This page shows how to operate Hive on MR3 in standalone mode using a MySQL database for Metastore. Metastore, HiveServer2, and MR3 DAGAppMaster will be running on a master node whereas all MR3 ContainerWorkers will be running on worker nodes. By following the instruction, the user will learn:
- how to install and configure Hive on MR3 in standalone mode
- how to start and stop Metastore with a MySQL compatible database
- how to start and stop HiveServer2
This scenario has the following prerequisites:
- Java 17 is available.
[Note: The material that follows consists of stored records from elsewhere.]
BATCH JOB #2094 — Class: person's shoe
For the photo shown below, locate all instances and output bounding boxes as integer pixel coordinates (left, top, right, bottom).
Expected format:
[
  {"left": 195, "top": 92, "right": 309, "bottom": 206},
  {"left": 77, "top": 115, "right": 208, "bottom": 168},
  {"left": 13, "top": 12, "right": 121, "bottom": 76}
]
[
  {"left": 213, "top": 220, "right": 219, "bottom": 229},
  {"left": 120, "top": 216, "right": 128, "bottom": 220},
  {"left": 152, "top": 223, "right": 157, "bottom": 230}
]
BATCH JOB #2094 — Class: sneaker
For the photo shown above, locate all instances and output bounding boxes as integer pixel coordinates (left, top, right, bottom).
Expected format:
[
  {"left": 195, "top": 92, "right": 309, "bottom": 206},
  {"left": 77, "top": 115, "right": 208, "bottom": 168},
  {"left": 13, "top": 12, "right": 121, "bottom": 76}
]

We assume that Java 17 is installed in the same directory on every node.
- The user has access to a distributed storage such as HDFS or S3. In our example, we use S3.
- The user has access to the MySQL server with all privileges.
In our example, we use a MySQL server for Metastore, but Postgres and MS SQL are also okay.
This scenario should take less than 30 minutes to complete, not including the time for downloading an MR3 release.
For asking any questions, please visit MR3 Google Group or join MR3 Slack.
Overview
Hive on MR3 uses the following components: Metastore, HiveServer2, MR3 DAGAppMaster, and MR3 ContainerWorkers.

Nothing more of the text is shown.